The wife. He told her about the threat against her life, spoken in the flat, casual tone of a man who had nothing left to lose.
He told her about his choice. The moment when his hand had wrapped around George’s throat and old instinct had said finish it and he had chosen to stop. Chosen the cord. Chosen to walk away.
“And then he said something.” His voice was flat, controlled, but she could hear what lived beneath the control. The crack in the foundation. “He said, ‘No matter what ye do, this is what ye are. A weapon. A Hound. Yer bride is in danger with ye.’”
She listened without interrupting. She had learned, with Gordon, that the most important things men said came in the silences between words. The pauses. The places where the voice caught, the jaw tightened, and the hands gripped whatever was nearest.
Edward’s hands were gripping the edge of the bench. His knuckles, still bandaged, were white.
When he finished, the garden was quiet. The bird had flown off the fence. The sun had moved. Inside, the children were playing something loud that involved stamping feet and Ruth’s clear voice counting to ten.
“He was your brother,” she said. Not a question.
“Aye. The only one I chose. Nathaniel was given to me by blood. George, I chose.” He looked down at his hands. “I chose wrong.”
“You chose a boy who was hurt, angry, and lost. That is not the same as choosing wrong.”
“The result is the same.”
“No.” She turned to face him fully. “The result is that you are here. On this bench. In this garden. With me. Instead of in a barn with a pistol and a man who wanted you to be something you are not.” She paused.
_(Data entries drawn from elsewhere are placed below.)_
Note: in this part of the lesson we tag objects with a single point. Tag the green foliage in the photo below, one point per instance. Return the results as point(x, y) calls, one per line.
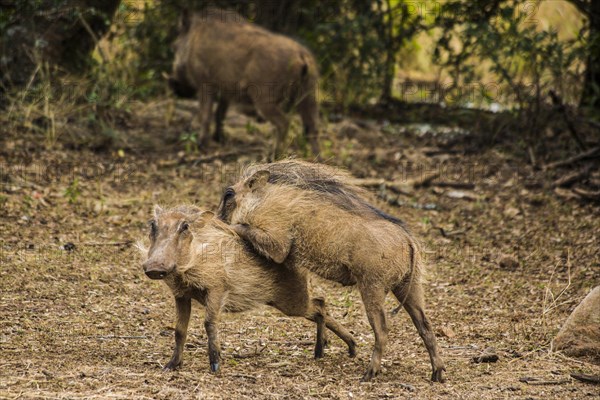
point(503, 38)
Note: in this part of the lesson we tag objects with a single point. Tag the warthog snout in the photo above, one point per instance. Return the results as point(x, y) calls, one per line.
point(181, 89)
point(156, 270)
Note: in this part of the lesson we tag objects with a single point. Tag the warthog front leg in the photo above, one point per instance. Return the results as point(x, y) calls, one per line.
point(183, 307)
point(214, 303)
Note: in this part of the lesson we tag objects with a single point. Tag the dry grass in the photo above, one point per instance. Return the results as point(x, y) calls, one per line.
point(87, 324)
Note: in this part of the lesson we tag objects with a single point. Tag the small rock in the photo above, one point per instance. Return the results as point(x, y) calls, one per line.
point(511, 212)
point(69, 246)
point(508, 262)
point(446, 331)
point(580, 336)
point(488, 356)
“You chose to walk away, Edward. That is not the Hound. The Hound would have finished it. You didn’t.
You chose the cord, the constables, and the Queen’s justice.
You chose to be better than what he said you were. ”
His eyes were wet. She had never seen him cry. She did not think he knew how. The wetness sat in his eyes and did not fall, held there by twelve years of training that said men like him did not weep.
She reached out and wiped the corner of his eye with her thumb. Gentle. The same way Mary had been gentle with her in those three dark years. The same way one touched something that had been hurt and was not sure whether to trust the hand that was reaching for it.
“You are not a weapon,” she insisted. “You are a man who was used as one. There is a difference. And I know the difference because I was used, too. Gordon used me as a trophy, a prisoner, and a body to be controlled. He used me until I forgot what I was underneath the use. But I remembered. I remembered because of you. Because of the children. Because of Caroline, John, Mary, Mrs. Grady, and every person who looked at me and saw Valeria instead of the Duchess of Thornhill.”
She took his bandaged hand and held it between both of hers.
“Let me see you, Edward. Not the Hound, but you. The man who knows every child at the orphanage by name. The man who sat in a chair and watched me sleep because he was afraid that if he lay beside me, he would not be able to let go.” She squeezed his hand.
“I don’t need you to let go. I just need you to hold on. ”
Silence. The children were inside. She could hear them inside, the happy chaos of small voices and clumsy feet and the particular brand of mayhem that only children under five could produce.
“He wasn’t wrong. I nearly killed him, Valeria. If he hadn’t spoken, I would have. I was a breath away from finishing it.”
“But you stopped.”
“Aye, I stopped. This time.”
“This time is the only time that matters.”